Chapitre 3
De retour à son atelier, Jude acheva le tableau de dame Philomène , récolta une coquette somme et put se reposer. Cependant, elle ne parvenait ni à se détendre, ni à trouver le sommeil. Sa visite aux Archives l’avait bien plus bouleversée qu’elle ne l’avait cru. Face à la détresse de Thalia, le tour qu’elle s’apprêtait à lui jouer lui paraissait aussi cruel que lâche. Sans fournir de véritables efforts, elle voulait simplement la faire taire, la forcer à abandonner un délire de persécution qui semblait avoir une cause profonde. Tout cela effrayait Jude, bien plus qu’elle ne voulait l’admettre.
Passer plusieurs semaines, seule, à concocter une histoire plausible pour annoncer la mort de Frésius l’angoissait d’avance. Jude se remémorait l’insulte de Thalia où se trouvait un fond de vérité. A part réaliser des portraits à la chaîne, qu’avait elle accompli en cinquante ans d’existence ? Peu de choses dignes d’intérêt. Personne n’attendait d’elle qu’elle se comporte comme les héros de jadis, mais étant la fille de deux d’entre eux, la comparaison était inévitable.

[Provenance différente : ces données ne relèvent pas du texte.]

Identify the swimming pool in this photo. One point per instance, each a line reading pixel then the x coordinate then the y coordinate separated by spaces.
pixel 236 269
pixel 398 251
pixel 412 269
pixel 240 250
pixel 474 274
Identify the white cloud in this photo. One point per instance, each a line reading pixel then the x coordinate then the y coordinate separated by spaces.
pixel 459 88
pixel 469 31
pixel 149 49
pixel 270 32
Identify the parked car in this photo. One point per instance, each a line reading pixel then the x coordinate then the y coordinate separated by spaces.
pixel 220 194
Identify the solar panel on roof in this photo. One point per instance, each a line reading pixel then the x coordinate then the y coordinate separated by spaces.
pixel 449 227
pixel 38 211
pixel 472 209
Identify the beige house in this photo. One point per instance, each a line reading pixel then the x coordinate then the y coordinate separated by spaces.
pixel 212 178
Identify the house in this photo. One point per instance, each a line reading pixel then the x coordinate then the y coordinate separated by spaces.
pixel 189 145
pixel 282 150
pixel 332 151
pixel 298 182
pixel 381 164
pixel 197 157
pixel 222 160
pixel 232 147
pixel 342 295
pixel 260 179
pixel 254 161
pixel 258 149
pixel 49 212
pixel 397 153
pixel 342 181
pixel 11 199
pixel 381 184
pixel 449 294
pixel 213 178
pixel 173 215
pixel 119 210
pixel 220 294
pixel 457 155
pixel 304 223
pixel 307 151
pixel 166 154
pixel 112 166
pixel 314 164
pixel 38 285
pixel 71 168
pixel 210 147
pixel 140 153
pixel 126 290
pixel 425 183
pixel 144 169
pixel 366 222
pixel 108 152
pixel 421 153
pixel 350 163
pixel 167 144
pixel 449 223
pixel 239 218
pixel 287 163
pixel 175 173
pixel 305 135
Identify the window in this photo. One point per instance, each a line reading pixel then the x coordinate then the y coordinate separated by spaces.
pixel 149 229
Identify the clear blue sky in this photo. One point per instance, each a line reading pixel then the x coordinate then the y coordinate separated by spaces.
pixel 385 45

Les héros avait un but et mettaient tout en œuvre pour l’atteindre. Jude, elle, attendait que la vie se passe, sans jamais chercher à redresser les torts d’un monde imparfait. Pour une fois, elle avait un but : le bonheur de sa mère. Peu importait le mal qu’elle ait pu lui faire. Ce n’était rien d’impardonnable. Rien qui ne mérite d’être abandonnée face à ses pires craintes. Trouver la trace d’un devin élusif serait certainement difficile, mais quitte à perdre plusieurs semaines, pourquoi ne pas réellement essayer ?

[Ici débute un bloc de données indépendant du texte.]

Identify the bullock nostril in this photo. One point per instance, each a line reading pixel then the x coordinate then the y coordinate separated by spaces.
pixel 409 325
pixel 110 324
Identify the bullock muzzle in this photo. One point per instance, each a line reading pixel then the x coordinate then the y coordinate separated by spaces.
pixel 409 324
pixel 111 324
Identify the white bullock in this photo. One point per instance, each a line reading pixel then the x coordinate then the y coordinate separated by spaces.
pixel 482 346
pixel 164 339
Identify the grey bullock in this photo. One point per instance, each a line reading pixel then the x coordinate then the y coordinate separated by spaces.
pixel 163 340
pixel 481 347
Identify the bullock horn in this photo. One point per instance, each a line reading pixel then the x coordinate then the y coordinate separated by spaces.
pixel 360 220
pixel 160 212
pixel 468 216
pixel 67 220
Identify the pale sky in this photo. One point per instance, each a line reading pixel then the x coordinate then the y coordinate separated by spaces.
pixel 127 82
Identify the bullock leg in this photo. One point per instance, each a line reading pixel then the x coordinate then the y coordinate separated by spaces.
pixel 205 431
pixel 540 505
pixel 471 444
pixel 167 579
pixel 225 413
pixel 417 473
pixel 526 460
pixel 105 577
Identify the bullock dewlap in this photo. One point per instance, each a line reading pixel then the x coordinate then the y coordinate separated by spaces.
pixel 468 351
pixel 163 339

Jude prit une bourse contenant les trois quarts de ses économies, acheta des vêtements et un équipement de voyage et organisa les derniers préparatifs pour s‘assurer de la bonne santé de Thalia. A sa demande, le conseil envoya une infirmière aux Archives Victorieuses, payée par les finances de la ville. La chroniqueuse refuserait très certainement sa présence, mais la dénommée Raya était la douceur et la diplomatie incarnée. Elle saurait se montrer convaincante.
Sereine, Jude quitta la capitale pour parcourir Glacaeil, espérant trouver des témoins de la génération de Thalia. Il n’y avait aucune preuve que Frésius l’Omniscient ait rejoint les rangs du roi souterrain mais la plupart des anciens en étaient persuadés. Dans les villages frontaliers d’Herparra, prononcer le le nom du devin réveillait une haine féroce partagée par les plus jeunes générations. Aucune chance d’y trouver un témoignage objectif.

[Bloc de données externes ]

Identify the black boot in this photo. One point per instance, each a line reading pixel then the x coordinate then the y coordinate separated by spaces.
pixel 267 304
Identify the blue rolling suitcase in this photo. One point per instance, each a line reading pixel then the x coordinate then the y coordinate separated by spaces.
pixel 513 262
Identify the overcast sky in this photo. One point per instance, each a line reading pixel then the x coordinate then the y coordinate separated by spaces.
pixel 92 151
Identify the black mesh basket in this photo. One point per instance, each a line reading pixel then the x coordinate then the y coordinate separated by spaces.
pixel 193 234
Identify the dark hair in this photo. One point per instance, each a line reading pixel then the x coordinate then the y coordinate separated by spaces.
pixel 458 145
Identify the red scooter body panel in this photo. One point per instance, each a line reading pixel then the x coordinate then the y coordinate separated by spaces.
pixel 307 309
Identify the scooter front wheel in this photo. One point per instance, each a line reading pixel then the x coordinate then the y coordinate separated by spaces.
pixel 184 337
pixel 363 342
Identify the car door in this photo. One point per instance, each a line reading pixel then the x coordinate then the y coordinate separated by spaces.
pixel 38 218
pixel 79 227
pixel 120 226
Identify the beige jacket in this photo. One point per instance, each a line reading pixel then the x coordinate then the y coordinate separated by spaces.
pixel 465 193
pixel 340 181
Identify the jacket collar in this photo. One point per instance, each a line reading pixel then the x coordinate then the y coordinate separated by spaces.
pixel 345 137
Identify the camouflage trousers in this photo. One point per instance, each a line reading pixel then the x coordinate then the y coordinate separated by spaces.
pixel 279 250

En s’éloignant des lieux de la bataille, la colère s’atténuait en une sorte de résignation. Il y avait toujours eu des traîtres, celui-ci n’était pas pire qu’un autre. Ils étaient manifestement trop isolés pour avoir la moindre rancœur envers les puissants, comme s’ils faisaient partie d’un autre plan d’existence. Jude enviait cette ignorance.
A Cantegrive, un village frontalier en bordure de rivière Jude poursuivit ses recherches dans une taverne remplie. Un simple nom ne suffisait plus. Jude donna une description aussi précise que possible du devin, insistant sur la cicatrice en forme de cercle qu’il portait entre les deux yeux. Un vieil homme à la mine patibulaire l’aborda discrètement.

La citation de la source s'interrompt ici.